ACT leader David Seymour is proposing “smart borders” as his party’s answer to the country’s recovery from Covid-19.
At the party's election campaign launch today, Mr Seymour said the border aimed to allow economic benefits to flow to the country but not the virus.
“The message is not, ‘let’s open up tomorrow and see what happens,’ it is ‘we need to talk about what our national strategy actually is," he said.
“We must openly pursue having the world’s smartest border, not as a rhetorical device ... but actually a practical reality.”
This would be different from the Government, who used the idea as PR and rhetoric, Mr Seymour said.
Mr Seymour also outlined ACT's five-point plan which included:
A shift from fear of Covid-19 returning to New Zealand to asking what the country could do rather than what it couldn’t do.
“The whole tone of Covid-19 policy management must shift from fear to ingenuity,” said Mr Seymour.
He criticised the Government and said it was overreacting even after the worst of the pandemic had passed.
“Have an open debate”
He said the country’s largest issue wasn’t “ultimately health, education, welfare, or productivity or Covid-19” but, rather, “the flagging ability for us to be able to have debates and disagree civilly”.

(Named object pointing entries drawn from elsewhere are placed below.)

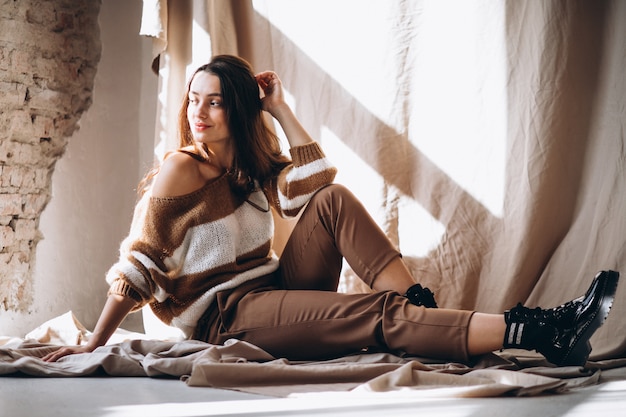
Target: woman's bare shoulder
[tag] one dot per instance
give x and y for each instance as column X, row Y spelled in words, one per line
column 178, row 175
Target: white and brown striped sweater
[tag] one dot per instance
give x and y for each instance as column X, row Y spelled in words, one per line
column 182, row 250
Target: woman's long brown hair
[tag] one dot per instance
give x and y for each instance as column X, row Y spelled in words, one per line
column 258, row 154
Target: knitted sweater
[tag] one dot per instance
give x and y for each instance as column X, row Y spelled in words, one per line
column 182, row 250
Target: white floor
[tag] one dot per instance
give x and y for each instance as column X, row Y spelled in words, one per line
column 114, row 397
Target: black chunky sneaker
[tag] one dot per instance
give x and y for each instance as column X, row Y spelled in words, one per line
column 562, row 334
column 421, row 296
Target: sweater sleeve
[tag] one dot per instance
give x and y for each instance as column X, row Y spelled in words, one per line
column 295, row 185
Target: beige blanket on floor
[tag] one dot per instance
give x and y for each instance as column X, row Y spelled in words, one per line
column 241, row 366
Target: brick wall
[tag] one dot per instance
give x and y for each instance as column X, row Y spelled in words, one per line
column 49, row 51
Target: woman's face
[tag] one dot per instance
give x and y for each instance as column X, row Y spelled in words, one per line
column 205, row 113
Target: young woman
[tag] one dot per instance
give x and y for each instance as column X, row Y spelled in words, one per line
column 199, row 250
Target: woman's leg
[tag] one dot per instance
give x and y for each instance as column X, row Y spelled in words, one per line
column 314, row 325
column 335, row 225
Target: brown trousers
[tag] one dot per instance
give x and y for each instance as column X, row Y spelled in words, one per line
column 298, row 314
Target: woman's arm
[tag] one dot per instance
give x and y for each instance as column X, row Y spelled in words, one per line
column 274, row 103
column 114, row 311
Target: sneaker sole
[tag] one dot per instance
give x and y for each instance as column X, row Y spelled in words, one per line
column 581, row 348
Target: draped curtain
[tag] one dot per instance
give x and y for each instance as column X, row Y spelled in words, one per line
column 485, row 137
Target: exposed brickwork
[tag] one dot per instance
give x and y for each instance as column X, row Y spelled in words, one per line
column 49, row 51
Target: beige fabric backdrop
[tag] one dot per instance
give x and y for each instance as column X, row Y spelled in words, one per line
column 486, row 137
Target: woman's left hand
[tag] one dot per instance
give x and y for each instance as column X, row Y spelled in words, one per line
column 272, row 89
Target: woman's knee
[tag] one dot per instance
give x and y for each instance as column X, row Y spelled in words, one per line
column 334, row 195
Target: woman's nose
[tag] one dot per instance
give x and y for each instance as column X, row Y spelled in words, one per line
column 200, row 112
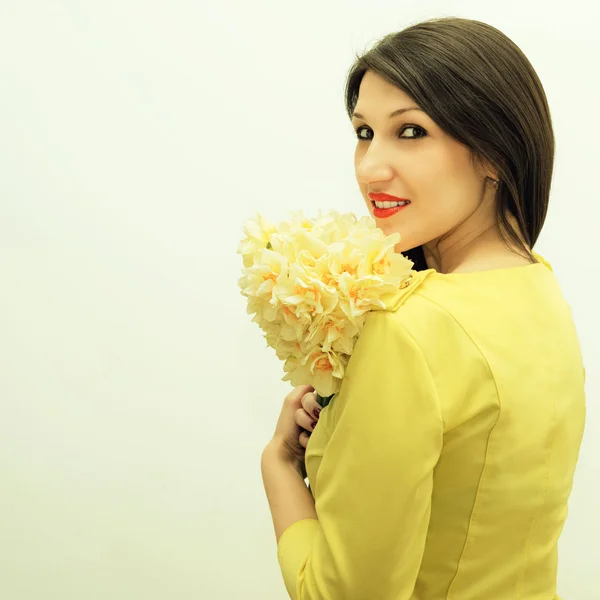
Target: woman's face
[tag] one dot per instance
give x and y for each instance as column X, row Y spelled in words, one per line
column 410, row 157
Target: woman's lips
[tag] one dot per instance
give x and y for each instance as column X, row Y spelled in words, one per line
column 380, row 196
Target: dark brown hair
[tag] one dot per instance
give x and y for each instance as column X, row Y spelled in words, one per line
column 480, row 88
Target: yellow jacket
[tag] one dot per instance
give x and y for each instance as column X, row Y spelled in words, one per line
column 443, row 467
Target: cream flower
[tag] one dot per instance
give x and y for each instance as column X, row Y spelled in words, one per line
column 311, row 282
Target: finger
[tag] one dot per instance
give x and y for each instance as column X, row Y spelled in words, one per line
column 303, row 439
column 304, row 420
column 298, row 392
column 310, row 404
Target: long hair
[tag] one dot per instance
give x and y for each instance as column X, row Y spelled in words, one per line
column 480, row 88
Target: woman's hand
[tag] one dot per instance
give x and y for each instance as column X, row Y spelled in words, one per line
column 298, row 418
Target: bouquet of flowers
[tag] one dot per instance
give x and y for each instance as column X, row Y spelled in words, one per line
column 310, row 284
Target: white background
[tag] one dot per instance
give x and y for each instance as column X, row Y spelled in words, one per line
column 136, row 395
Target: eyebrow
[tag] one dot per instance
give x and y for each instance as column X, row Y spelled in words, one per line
column 392, row 114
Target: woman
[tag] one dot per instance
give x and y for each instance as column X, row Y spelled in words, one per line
column 443, row 466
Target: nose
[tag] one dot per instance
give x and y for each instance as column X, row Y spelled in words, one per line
column 372, row 167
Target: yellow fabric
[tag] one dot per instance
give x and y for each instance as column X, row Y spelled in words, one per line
column 442, row 468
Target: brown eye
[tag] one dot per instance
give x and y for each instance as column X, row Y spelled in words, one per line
column 416, row 132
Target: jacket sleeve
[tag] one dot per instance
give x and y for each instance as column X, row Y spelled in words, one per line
column 374, row 485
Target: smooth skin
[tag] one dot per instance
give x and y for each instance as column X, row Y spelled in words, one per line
column 451, row 215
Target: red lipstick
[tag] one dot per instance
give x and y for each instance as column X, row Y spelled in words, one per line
column 383, row 213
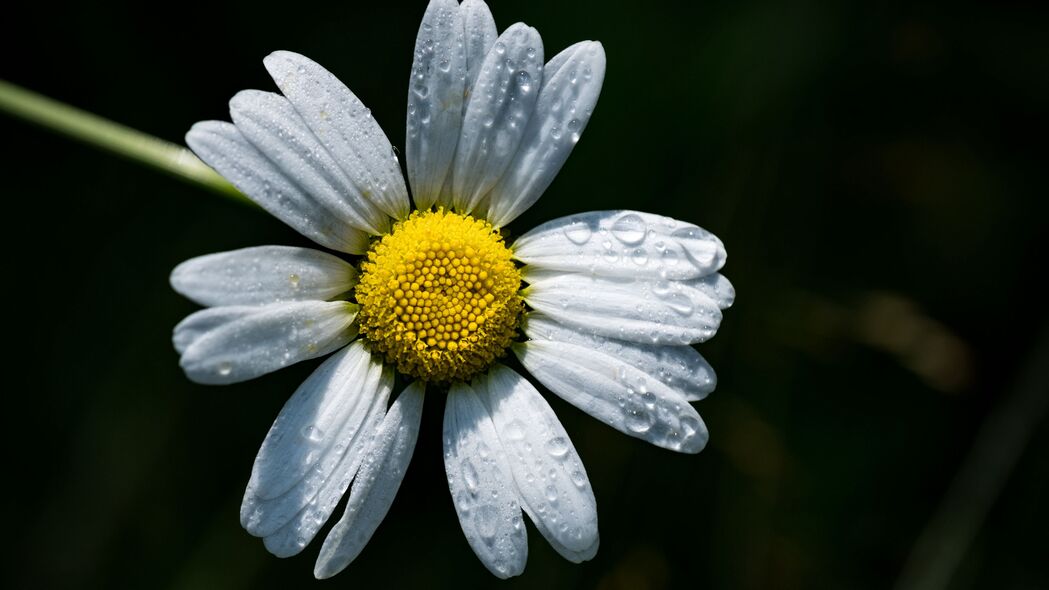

There needed to be a debate on whether the state of eradication of Covid-19 was going to be kept at all costs, how people could enter and leave the country and how long people were prepared to wait for a vaccine, Mr Seymour said.
He said the Government should encourage open debate and call for submissions from the public and experts.
“Start working on a country-by-country basis”
“We should immediately be opening green lanes for our Covid-free Pacific friends,” Mr Seymour said.
He said ACT would start asking “‘Which countries can we safely open up to on what terms?’”
Use technology to help with the country’s public health response
On this, Mr Seymour said the country could look at technologies such as GPS and wearable technology to help with contact tracing.
“Bridge the chasm” between the private and public sectors when responding to re-opening New Zealand after Covid-19.
The public sector should look for solutions, he said, in areas like privately-managed managed isolation programmes by engaging with the private sector.